Jackson ignores a property when serializing/deserializing

The RESTful interface based on Spring MVC basically uses the Jackson class library.

In the process of use, there will always be
1. A property (such as Password)
is ignored during serialization 2. A property (such as HashedPassword) is ignored during deserialization.

In fact, it corresponds to the Bean, which is the Setter/Getter method of the class.

Jackson provides the @Jsonignore annotation to ignore a property of a bean during (deserialization) serialization. In Jackson 1.9, the semantics of @Jsonignore has changed, as follows:

Before 1.9:
Adding @Jsonignore annotation to the Setter method does not affect the call of the Getter method

After 1.9:
Adding @Jsonignore to the Setter method will cause the entire Properties are ignored during serialization.
https://stackoverflow.com/questions/12505141/only-using-jsonignore-during-serialization-but-not-deserialization

So after 1.9 you need to use other methods to set whether a property needs (deserialization):
@JsonProperty(access = Access.WRITE_ONLY)


Determine whether the current property needs automatic serialization/deserialization by setting the access attribute of JsonProperty.

WRITE_ONLY: Only do deserialization.
READ_ONLY: Only do serialization operations.

The problem now is that the 2.8.7 version of jackson databind (start.spring.io is automatically introduced when Spring-Web-Starter is introduced, and the version is Spring Boot 1.5.X-RELEASE), when using READ_ONLY, it does not ignore the reverse Serialization operation, check it should be a bug of jackson databind:
https://github.com/FasterXML/jackson-databind/issues/95
https://github.com/FasterXML/jackson-databind/issues/935
Although The bug has been closed, but there still seems to be a problem. At this time, the following Work around is mentioned in 935:

@JsonIgnoreProperties(value="some_field", allowGetters = true, allowSetters = false)

Adding the above annotation to the class works fine.

Note: It is not solved perfectly, it seems that JsonIgnoreProperties and JsonIgnore cannot coexist, so if a class has both shielded get methods and shielded set methods, I don't know what to do.
Also https://github.com/FasterXML/jackson-databind /issues/1805 is a relatively new bug to track.

Update, the problem has been found. Since jackson will automatically USE_GETTERS_AS_SETTERS when dealing with collection and map, it will cause problems.

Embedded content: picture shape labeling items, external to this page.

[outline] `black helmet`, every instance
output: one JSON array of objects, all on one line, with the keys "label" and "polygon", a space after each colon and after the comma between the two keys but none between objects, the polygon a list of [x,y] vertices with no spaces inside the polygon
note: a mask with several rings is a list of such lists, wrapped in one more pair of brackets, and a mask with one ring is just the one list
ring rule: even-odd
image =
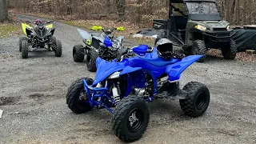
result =
[{"label": "black helmet", "polygon": [[159,39],[155,45],[159,57],[170,59],[173,57],[173,42],[167,38]]}]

Quoting its own comment on github:

quote
wwwcomy commented 4 minutes ago • edited
Facing the same problem, in issue #935, seems only simple types were handled correctly.

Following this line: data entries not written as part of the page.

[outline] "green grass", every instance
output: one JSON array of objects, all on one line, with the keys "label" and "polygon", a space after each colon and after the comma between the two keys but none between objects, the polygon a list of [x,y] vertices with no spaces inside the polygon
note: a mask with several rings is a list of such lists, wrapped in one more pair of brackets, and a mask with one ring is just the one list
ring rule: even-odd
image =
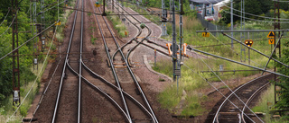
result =
[{"label": "green grass", "polygon": [[[107,14],[111,13],[112,12],[108,12]],[[120,38],[125,38],[125,31],[126,31],[126,25],[121,22],[118,16],[107,16],[109,21],[112,22],[114,29],[117,31],[117,34]],[[127,31],[128,32],[128,31]]]},{"label": "green grass", "polygon": [[269,110],[274,108],[274,85],[268,87],[267,91],[262,93],[261,98],[258,101],[258,104],[252,108],[254,112],[266,113],[265,117],[262,118],[266,123],[287,123],[288,120],[284,119],[273,119]]},{"label": "green grass", "polygon": [[[73,5],[75,2],[70,2],[69,4]],[[73,11],[71,10],[66,10],[65,13],[63,13],[63,16],[61,17],[61,25],[59,26],[57,34],[56,34],[56,39],[60,42],[63,42],[63,30],[65,27],[65,23],[67,22],[66,18],[72,13]],[[52,42],[50,42],[52,43]],[[50,44],[49,43],[49,44]],[[52,44],[51,49],[56,49],[55,44]],[[42,56],[39,57],[39,59],[43,60]],[[51,58],[55,57],[50,57]],[[41,68],[44,66],[43,70],[41,71]],[[35,94],[39,91],[40,87],[40,82],[41,82],[41,76],[42,75],[45,67],[47,66],[47,61],[45,63],[42,63],[42,61],[39,61],[38,64],[38,69],[33,70],[33,66],[31,66],[30,71],[21,71],[21,89],[20,89],[20,99],[21,101],[24,99],[24,96],[28,93],[29,90],[31,88],[32,92],[28,94],[27,98],[22,104],[22,106],[19,108],[19,110],[16,112],[16,114],[10,119],[9,123],[21,123],[22,122],[22,118],[25,117],[27,115],[27,111],[29,108],[31,107],[31,104],[34,99]],[[33,73],[32,73],[33,72]],[[36,75],[40,72],[40,77],[36,80],[36,83],[33,86],[33,83],[34,82]],[[4,101],[1,101],[1,107],[0,107],[0,122],[6,122],[6,120],[9,119],[9,117],[14,112],[14,109],[16,109],[16,107],[13,106],[13,96],[9,95],[7,98]]]},{"label": "green grass", "polygon": [[[135,4],[131,7],[135,12],[144,13],[145,11],[139,9]],[[153,15],[147,16],[144,15],[147,19],[152,22],[159,21],[160,18],[158,16]],[[159,24],[159,23],[157,23]],[[247,22],[246,28],[248,30],[269,30],[270,27],[273,27],[268,23],[256,23],[254,22]],[[239,25],[238,25],[239,26]],[[185,43],[188,43],[192,46],[210,46],[210,45],[220,45],[216,47],[205,47],[205,48],[197,48],[197,49],[209,52],[217,56],[220,56],[223,57],[227,57],[229,59],[233,59],[236,61],[240,61],[240,44],[234,44],[234,51],[231,50],[230,45],[222,45],[230,43],[231,40],[228,37],[223,36],[222,34],[217,35],[216,38],[210,34],[210,37],[204,38],[201,37],[201,33],[196,33],[196,31],[202,31],[204,27],[200,24],[198,19],[195,18],[195,14],[190,14],[183,16],[183,40]],[[179,24],[176,24],[176,32],[179,33]],[[238,30],[238,29],[237,29]],[[169,36],[163,37],[167,40],[172,40],[172,23],[167,23],[167,31]],[[177,37],[177,40],[179,37]],[[240,35],[235,34],[234,38],[239,40]],[[266,39],[264,37],[263,39]],[[244,40],[240,40],[243,42]],[[263,52],[264,54],[269,56],[271,54],[271,46],[268,45],[267,40],[254,40],[254,44],[252,48]],[[238,55],[237,55],[238,53]],[[244,56],[244,54],[243,54]],[[248,57],[248,49],[246,48],[246,56]],[[204,61],[212,67],[213,70],[219,70],[219,65],[224,66],[224,70],[251,70],[252,68],[227,62],[221,59],[214,59],[210,57],[210,59],[204,59]],[[243,59],[244,60],[244,59]],[[254,66],[258,66],[263,68],[266,63],[267,62],[267,58],[256,53],[253,50],[250,50],[250,65]],[[190,58],[184,61],[184,64],[188,66],[190,68],[193,69],[195,72],[200,71],[210,71],[208,66],[200,59],[200,58]],[[246,64],[248,64],[248,59],[246,59]],[[274,62],[269,63],[267,69],[274,67]],[[172,60],[161,60],[159,61],[155,66],[153,67],[154,70],[167,75],[172,77]],[[244,76],[249,76],[252,75],[258,74],[258,71],[245,71],[245,72],[230,72],[230,73],[216,73],[219,77],[223,80],[230,80],[237,79]],[[212,73],[199,73],[204,78],[206,78],[209,82],[219,82],[220,80],[216,77],[216,75]],[[237,86],[237,85],[236,85]],[[191,72],[190,69],[185,66],[182,66],[182,78],[179,83],[179,91],[177,92],[177,85],[175,83],[172,83],[172,86],[166,88],[163,92],[158,95],[158,101],[162,104],[163,108],[169,109],[172,112],[173,112],[173,109],[178,105],[182,94],[182,90],[184,90],[187,92],[186,98],[186,107],[183,109],[182,114],[183,115],[202,115],[207,110],[204,110],[205,106],[200,105],[201,102],[208,101],[206,96],[204,95],[206,92],[200,92],[201,89],[209,88],[209,85],[202,78],[200,78],[197,74]],[[235,85],[229,86],[230,88],[235,87]],[[220,88],[228,88],[227,86],[221,86]]]},{"label": "green grass", "polygon": [[96,44],[96,40],[98,40],[98,38],[94,38],[93,35],[91,35],[91,39],[90,39],[90,42],[95,45]]}]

I looked into the code, the issue was caused by some special logic for USE_GETTERS_AS_SETTERS, in BeanDeserializerFactory Line 565 (version 2.8.10):

if (propDef.hasSetter()) {
                JavaType propertyType = propDef.getSetter().getParameterType(0);
                prop = constructSettableProperty(ctxt, beanDesc, propDef, propertyType);
            } else if (propDef.hasField()) {
                JavaType propertyType = propDef.getField().getType();
                prop = constructSettableProperty(ctxt, beanDesc, propDef, propertyType);
            } else if (useGettersAsSetters && propDef.hasGetter()) {
                /* May also need to consider getters
                 * for Map/Collection properties; but with lowest precedence
                 */
                AnnotatedMethod getter = propDef.getGetter();
                // should only consider Collections and Maps, for now?
                Class<?> rawPropertyType = getter.getRawType();
                if (Collection.class.isAssignableFrom(rawPropertyType)
                        || Map.class.isAssignableFrom(rawPropertyType)) {
                    prop = constructSetterlessProperty(ctxt, beanDesc, propDef);
                }
            }

By default USE_GETTERS_AS_SETTERS is enabled, so, although the Collection member was defined Access as "READ_ONLY", still, it is set as a property in the builder instance.

My work around is using (for spring boot applications) spring.jackson.mapper.USE_GETTERS_AS_SETTERS=false

However, I'm not sure this behavior is a bug or not, @cowtowncoder please help to clarify.